Gönüllere Yayılan Bir Işık Kaynağı

Son kez gençlerle bir araya geldiğinde, onların arkasından bakarak şöyle dedi: “Bütün hayatımı onlar için yaşadım, kendim için asla…”

Bu sözler, belki de onun hayatının bir özetidir; bir nebze hissetmemiz için kalbinin derinliklerine bir pencere açıyor. Nasıl yaşadıysa, öylece ruhunun ufkuna yürüdü. Başkaları için yaşadı ve başkalarına da başkaları için yaşamayı öğretti.

Gençliğinde öğrencilerine değer veren, onlarla kelimelerin ötesinde bağ kuran bir muallimdi, bir rehberdi; onun dili hâliydi. Teheccüd vaktinde evlerine gider, sessizce kollarını sıvayıp temizlik yapardı. Günde sekiz saat ders verir, akşamlarını sohbetlerde geçirirdi. Mütevazı kulübeciğinde öğrencilerini ağırlardı. Öylesine nezaket doluydu ki öğrenciler, onun dinlenmeye ihtiyacı olduğunun bile farkına varmazdı.

Merak ediyor insan: Ne zaman uyurdu? Ne zaman yemek yerdi? Modern çağımızda pek çok kişinin yaptığı gibi, ne zaman kendisine zaman ayırırdı? Onun hayatı adanmışlıkla dokunmuş bir nakış gibiydi. Kendi ilgi alanlarına ya da keyfine odaklanmayı seçmedi; her zaman hazır ve tamamen Hizmet yolunda, Allah’a adanmış olarak yaşadı.

Onun yakınlarında yaşamak bana nasip olmadı; onunla yaptığım görüşmeleri toplasak bir gün bile etmez. Ama mirasıyla hayatımda hep var olduğunu hissediyorum. Çünkü bu mânâlarla dokunmuş bir hayat, ancak Hizmet Hareketi’nin ortaya çıkmasına vesile olabilir; binlerce öğrenci, 100 binlerce kayıt, 80’den fazla kitap ve sayısız Hizmet gönüllüsü…

O sadece vaaz vermedi; anlattıklarını yaşadı. Onun hayatı, minberlerden kalblere yayılan bir ışık kaynağıydı. Bu ışık, gözyaşı ve hasretle dolu sayısız gün ve gecenin feyizlerini taşıyordu.
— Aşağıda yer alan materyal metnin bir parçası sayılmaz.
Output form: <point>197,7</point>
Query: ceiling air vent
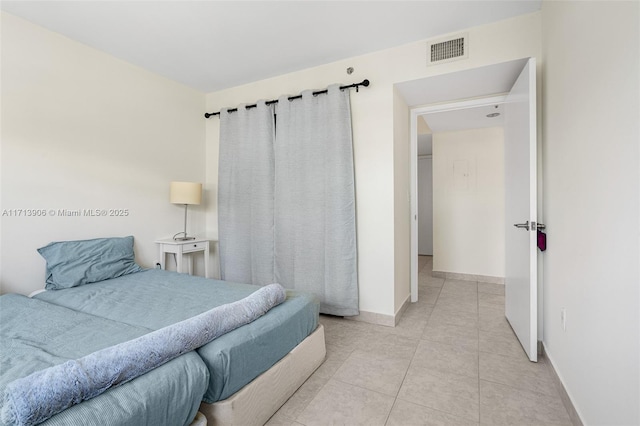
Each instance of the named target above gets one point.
<point>447,50</point>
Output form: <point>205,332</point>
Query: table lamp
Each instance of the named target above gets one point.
<point>185,193</point>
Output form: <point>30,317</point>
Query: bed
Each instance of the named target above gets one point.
<point>35,335</point>
<point>252,370</point>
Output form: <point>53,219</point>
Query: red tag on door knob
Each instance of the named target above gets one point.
<point>542,241</point>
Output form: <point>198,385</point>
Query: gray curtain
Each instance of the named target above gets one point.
<point>315,234</point>
<point>246,196</point>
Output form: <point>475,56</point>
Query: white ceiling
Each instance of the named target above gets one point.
<point>463,119</point>
<point>212,45</point>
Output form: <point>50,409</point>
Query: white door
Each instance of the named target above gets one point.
<point>521,290</point>
<point>425,206</point>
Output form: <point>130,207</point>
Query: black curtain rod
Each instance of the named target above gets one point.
<point>364,83</point>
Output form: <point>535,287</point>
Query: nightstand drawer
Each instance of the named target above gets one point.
<point>188,247</point>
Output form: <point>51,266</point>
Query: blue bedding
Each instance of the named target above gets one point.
<point>154,299</point>
<point>35,335</point>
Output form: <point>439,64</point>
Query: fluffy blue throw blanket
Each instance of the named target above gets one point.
<point>37,397</point>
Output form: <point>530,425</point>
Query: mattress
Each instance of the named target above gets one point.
<point>35,335</point>
<point>155,298</point>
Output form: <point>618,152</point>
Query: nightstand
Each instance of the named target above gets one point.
<point>179,248</point>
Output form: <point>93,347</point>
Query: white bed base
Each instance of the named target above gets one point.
<point>255,403</point>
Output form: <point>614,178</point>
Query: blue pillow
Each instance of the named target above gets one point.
<point>74,263</point>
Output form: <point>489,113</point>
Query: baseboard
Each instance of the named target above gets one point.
<point>403,308</point>
<point>374,318</point>
<point>564,396</point>
<point>468,277</point>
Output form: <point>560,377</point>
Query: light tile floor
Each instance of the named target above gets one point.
<point>452,360</point>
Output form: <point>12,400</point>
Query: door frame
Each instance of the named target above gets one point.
<point>415,113</point>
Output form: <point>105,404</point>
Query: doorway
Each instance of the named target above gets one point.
<point>474,84</point>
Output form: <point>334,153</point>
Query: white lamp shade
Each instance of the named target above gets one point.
<point>185,193</point>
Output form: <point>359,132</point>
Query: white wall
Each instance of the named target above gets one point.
<point>381,181</point>
<point>591,177</point>
<point>83,130</point>
<point>468,201</point>
<point>425,206</point>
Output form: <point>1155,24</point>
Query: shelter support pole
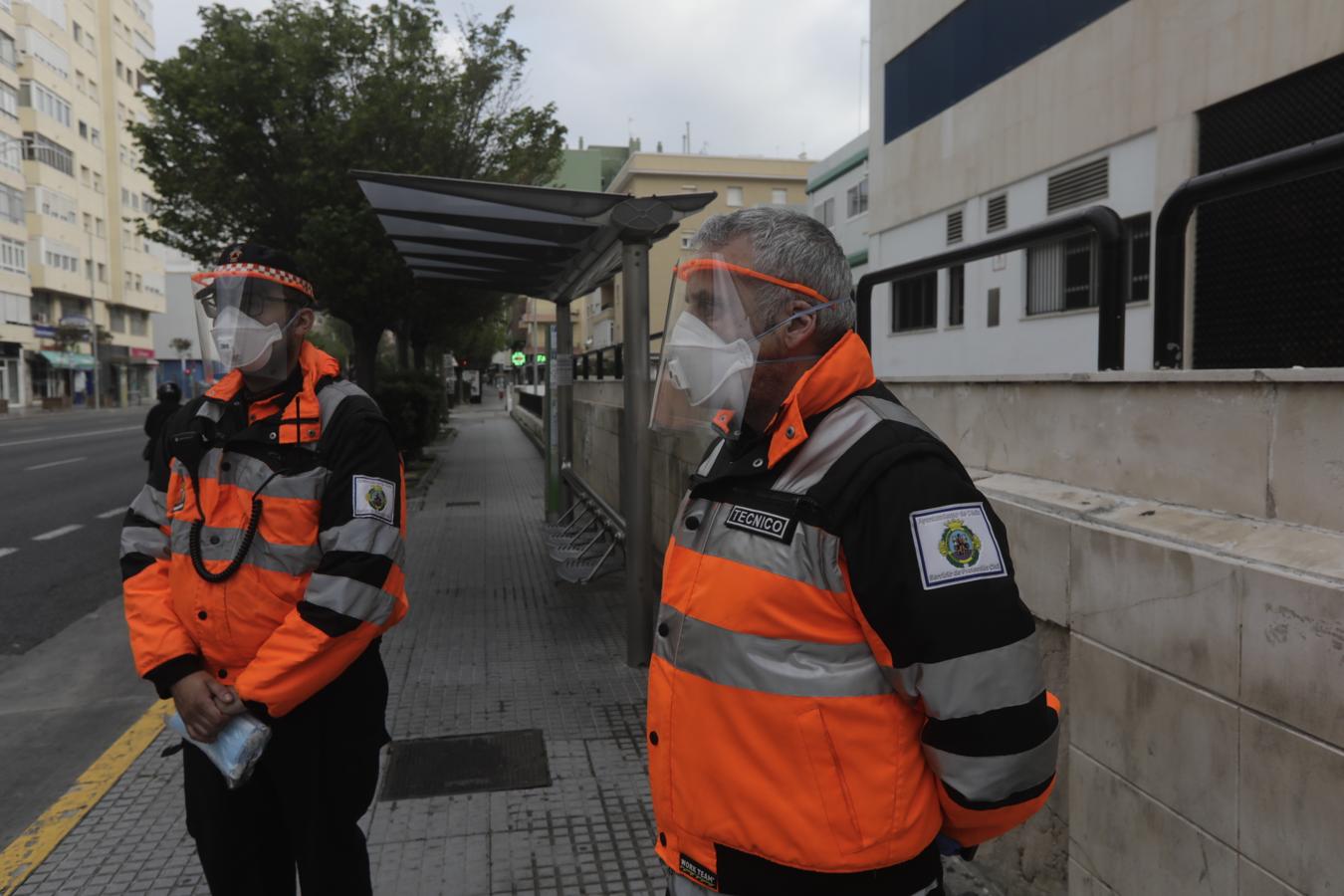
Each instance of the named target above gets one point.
<point>561,361</point>
<point>636,448</point>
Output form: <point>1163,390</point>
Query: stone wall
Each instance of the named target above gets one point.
<point>1180,539</point>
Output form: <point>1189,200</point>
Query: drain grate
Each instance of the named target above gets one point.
<point>467,765</point>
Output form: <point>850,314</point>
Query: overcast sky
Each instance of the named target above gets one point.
<point>753,77</point>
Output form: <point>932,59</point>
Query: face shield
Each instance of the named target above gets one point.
<point>250,308</point>
<point>711,345</point>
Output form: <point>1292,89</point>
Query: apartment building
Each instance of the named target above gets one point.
<point>741,181</point>
<point>72,74</point>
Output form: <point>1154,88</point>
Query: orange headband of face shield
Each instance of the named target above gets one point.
<point>688,268</point>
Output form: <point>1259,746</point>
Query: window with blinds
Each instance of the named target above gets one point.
<point>914,304</point>
<point>997,212</point>
<point>1060,277</point>
<point>1078,185</point>
<point>956,296</point>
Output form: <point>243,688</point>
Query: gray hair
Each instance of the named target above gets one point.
<point>791,246</point>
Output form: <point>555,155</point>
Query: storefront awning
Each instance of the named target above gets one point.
<point>69,360</point>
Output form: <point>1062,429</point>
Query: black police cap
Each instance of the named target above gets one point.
<point>258,254</point>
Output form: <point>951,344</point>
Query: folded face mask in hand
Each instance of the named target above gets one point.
<point>237,747</point>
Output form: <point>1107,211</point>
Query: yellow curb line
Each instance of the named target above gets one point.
<point>38,841</point>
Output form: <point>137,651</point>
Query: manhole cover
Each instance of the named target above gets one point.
<point>467,765</point>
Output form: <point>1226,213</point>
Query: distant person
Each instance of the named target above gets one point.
<point>844,681</point>
<point>169,400</point>
<point>261,564</point>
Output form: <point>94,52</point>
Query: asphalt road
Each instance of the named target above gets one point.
<point>68,687</point>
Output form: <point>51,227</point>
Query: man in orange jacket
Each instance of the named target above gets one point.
<point>844,681</point>
<point>261,563</point>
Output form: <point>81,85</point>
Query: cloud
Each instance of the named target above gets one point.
<point>753,77</point>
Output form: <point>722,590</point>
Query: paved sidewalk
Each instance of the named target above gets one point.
<point>491,644</point>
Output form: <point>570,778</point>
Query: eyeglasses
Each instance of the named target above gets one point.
<point>257,296</point>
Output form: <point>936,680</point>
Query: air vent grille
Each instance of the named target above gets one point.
<point>1078,185</point>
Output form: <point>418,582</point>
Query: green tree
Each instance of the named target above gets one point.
<point>256,125</point>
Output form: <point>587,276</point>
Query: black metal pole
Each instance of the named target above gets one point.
<point>637,448</point>
<point>1277,168</point>
<point>1099,219</point>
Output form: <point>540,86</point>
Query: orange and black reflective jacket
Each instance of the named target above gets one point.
<point>302,495</point>
<point>843,668</point>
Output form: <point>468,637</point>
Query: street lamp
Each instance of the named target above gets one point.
<point>93,328</point>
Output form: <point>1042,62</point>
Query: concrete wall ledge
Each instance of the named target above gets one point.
<point>1285,549</point>
<point>1286,375</point>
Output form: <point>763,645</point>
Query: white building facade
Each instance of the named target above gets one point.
<point>837,195</point>
<point>984,126</point>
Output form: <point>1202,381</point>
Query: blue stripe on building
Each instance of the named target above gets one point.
<point>974,46</point>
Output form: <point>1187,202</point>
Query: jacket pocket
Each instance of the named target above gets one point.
<point>829,778</point>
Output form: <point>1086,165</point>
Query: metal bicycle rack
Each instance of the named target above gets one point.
<point>583,541</point>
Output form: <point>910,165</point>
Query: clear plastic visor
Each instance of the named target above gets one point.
<point>709,349</point>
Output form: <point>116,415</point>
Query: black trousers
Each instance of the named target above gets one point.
<point>300,808</point>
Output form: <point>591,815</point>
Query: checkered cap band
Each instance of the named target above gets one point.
<point>283,277</point>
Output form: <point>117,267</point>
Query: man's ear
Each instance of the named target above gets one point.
<point>304,322</point>
<point>799,331</point>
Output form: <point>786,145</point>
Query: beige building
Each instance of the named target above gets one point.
<point>70,80</point>
<point>1178,598</point>
<point>1116,104</point>
<point>740,183</point>
<point>535,319</point>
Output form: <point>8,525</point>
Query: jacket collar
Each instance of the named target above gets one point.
<point>837,375</point>
<point>298,415</point>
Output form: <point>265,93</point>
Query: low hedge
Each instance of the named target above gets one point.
<point>414,403</point>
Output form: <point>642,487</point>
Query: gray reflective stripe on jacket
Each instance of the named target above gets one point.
<point>839,431</point>
<point>812,558</point>
<point>331,395</point>
<point>221,543</point>
<point>152,504</point>
<point>683,885</point>
<point>976,683</point>
<point>149,542</point>
<point>995,778</point>
<point>250,474</point>
<point>769,665</point>
<point>365,535</point>
<point>351,598</point>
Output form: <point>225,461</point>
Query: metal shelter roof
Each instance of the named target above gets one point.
<point>535,241</point>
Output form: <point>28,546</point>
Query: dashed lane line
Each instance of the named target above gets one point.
<point>38,841</point>
<point>43,466</point>
<point>57,534</point>
<point>70,435</point>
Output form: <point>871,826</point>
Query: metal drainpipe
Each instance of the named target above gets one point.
<point>636,446</point>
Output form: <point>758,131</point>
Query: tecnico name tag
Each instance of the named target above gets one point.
<point>772,526</point>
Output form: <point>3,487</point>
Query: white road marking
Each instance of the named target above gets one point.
<point>57,534</point>
<point>43,466</point>
<point>72,435</point>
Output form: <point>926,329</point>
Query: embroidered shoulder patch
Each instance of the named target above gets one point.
<point>699,873</point>
<point>772,526</point>
<point>373,497</point>
<point>956,545</point>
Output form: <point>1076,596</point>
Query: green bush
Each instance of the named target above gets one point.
<point>413,402</point>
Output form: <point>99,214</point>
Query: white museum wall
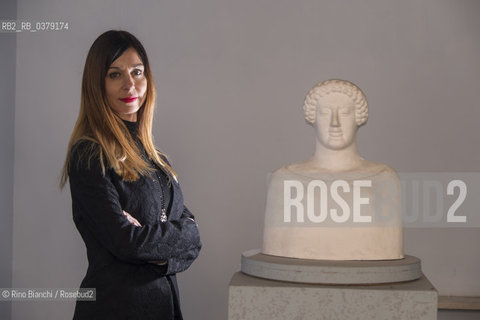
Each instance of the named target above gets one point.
<point>231,77</point>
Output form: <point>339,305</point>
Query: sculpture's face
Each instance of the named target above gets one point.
<point>335,121</point>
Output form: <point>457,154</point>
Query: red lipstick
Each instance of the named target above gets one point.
<point>128,99</point>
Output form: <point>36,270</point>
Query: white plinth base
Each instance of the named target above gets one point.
<point>254,298</point>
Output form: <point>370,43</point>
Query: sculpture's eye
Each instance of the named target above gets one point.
<point>323,111</point>
<point>345,111</point>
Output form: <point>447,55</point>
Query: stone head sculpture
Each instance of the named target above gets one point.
<point>336,109</point>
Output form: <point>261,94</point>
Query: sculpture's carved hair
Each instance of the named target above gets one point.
<point>341,86</point>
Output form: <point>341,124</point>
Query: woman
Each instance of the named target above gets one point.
<point>126,201</point>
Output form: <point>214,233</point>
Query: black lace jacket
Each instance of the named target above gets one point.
<point>127,285</point>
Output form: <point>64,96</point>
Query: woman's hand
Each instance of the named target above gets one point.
<point>135,222</point>
<point>131,219</point>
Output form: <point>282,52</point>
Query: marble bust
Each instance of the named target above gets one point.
<point>334,205</point>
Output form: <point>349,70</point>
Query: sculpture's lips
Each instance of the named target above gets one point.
<point>335,133</point>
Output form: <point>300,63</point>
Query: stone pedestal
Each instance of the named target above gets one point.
<point>252,298</point>
<point>304,295</point>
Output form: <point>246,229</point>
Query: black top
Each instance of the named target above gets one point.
<point>127,285</point>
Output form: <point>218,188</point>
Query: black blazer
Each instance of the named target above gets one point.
<point>127,286</point>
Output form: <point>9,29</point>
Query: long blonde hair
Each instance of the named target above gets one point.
<point>98,123</point>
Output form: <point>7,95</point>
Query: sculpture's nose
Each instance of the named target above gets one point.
<point>334,120</point>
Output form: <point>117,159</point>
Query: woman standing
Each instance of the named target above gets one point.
<point>126,200</point>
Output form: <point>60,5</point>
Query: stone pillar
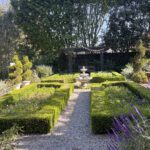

Onun coşkusundan kalblerimize kıvılcımlar düştü; onun ruhundaki ateşte mefkûremizi bulduk.

Emaneti bize teslim etti. Bu Hizmet’teki her gayretimiz, onun mirasına yaptığımız mütevazı bir katkıdır.

O, yaptığımız her hizmette yaşıyor. Hocaefendim, sevgili hocam!